Security and Privacy Considerations

DANE’s security depends on correctly deployed DNSSEC chains and proper key management by registrars and DNS operators; compromises at registration authorities like VeriSign or registrars accredited by ICANN can undermine assurances. Threat models consider DNS cache poisoning mitigations handled by resolvers such as Unbound and signature rollovers coordinated via algorithms recommended by IETF and NIST. Privacy implications arise because TLSA records published in public DNS reveal certificate pinning choices that can be observed by actors including network operators, content delivery networks like Akamai Technologies, and intelligence services such as NSA or GCHQ; privacy-preserving resolver designs like DNS-over-HTTPS and DNS-over-TLS, implemented by Mozilla Foundation and Google LLC, can mitigate on-path observation. Interactions with certificate transparency logs maintained by organizations like CT Log Operators and policies from CA/Browser Forum influence detection of misissuance, while DANE reduces dependence on global CA ecosystems exemplified by Symantec controversies.

History and Development

DANE emerged from IETF work in the early 2010s with initial specifications published as IETF RFC 6698 and subsequent updates and operational guidance in later RFCs and drafts circulated within working groups such as IETF DNSOP and IETF TLS WG. Academic and industry research from institutions like University of California, Berkeley, Massachusetts Institute of Technology, Stanford University, ETH Zurich, and companies including Akamai Technologies and Cloudflare evaluated deployment hurdles and threat models. Pilot deployments and experiments were carried out by operators such as SIDN and RIPE NCC and showcased in conference venues like USENIX, IETF Meetings, and Black Hat. Adoption discussions tied into debates about certificate pinning popularized by Google’s Chrome and certificate transparency initiatives led by Google LLC.

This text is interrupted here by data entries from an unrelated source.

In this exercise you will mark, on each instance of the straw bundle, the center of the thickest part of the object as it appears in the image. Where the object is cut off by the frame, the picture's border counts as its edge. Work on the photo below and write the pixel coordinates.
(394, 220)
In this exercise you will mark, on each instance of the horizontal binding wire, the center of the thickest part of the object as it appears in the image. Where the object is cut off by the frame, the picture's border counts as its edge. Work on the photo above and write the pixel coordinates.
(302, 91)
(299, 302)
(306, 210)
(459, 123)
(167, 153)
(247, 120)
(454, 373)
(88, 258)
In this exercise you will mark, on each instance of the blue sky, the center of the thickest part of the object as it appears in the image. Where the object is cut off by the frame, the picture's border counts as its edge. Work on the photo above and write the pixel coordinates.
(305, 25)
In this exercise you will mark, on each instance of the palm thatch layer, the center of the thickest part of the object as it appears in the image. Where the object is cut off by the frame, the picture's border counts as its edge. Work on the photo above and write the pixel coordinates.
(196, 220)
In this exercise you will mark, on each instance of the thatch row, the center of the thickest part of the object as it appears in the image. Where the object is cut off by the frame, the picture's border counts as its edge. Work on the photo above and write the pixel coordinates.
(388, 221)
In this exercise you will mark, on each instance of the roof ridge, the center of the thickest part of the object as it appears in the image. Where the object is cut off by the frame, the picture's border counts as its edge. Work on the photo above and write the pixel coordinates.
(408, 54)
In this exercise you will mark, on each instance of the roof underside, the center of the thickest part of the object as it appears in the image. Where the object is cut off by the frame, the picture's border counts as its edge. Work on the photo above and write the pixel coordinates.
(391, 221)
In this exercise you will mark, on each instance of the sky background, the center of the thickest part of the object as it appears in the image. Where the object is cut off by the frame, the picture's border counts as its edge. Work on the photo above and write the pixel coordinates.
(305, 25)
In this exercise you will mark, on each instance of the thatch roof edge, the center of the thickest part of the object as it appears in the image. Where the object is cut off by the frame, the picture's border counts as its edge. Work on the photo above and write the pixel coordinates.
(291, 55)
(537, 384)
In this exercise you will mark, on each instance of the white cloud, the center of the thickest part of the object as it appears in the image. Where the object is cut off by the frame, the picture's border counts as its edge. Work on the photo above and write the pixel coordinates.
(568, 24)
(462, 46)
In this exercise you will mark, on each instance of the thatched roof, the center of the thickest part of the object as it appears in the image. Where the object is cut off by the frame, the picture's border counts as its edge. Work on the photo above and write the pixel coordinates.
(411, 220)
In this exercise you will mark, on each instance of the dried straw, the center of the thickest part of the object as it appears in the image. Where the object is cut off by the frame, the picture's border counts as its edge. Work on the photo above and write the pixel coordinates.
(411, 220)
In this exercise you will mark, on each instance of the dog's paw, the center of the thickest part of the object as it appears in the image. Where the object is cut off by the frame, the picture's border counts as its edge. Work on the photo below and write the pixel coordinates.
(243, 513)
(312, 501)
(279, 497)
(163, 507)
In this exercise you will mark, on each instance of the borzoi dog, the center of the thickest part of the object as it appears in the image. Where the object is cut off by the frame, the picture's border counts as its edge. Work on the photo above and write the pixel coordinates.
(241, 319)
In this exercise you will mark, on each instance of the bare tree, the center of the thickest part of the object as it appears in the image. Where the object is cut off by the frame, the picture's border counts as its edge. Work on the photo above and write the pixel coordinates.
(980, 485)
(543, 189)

Adoption and Compatibility

Adoption has been uneven: email operators and specialized services have adopted DANE in conjunction with DNSSEC signings by registrars like Nominet and registries connected to IANA, whereas mainstream web browsers such as Google Chrome, Mozilla Firefox, Apple Safari, and Microsoft Edge have historically not integrated DANE enforcement, preferring CA-based mechanisms and certificate transparency. Interoperability with server software—Postfix, Exim, Nginx, Apache HTTP Server—and DNS software—BIND, Unbound, Knot DNS—is available but depends on ecosystem support from providers like Cloudflare, Amazon Route 53, and registrar services offered by GoDaddy. International adoption involves national CERTs and authorities such as CERT-EU, NCSC, and regional ccTLD managers who influence deployment through policy and tooling.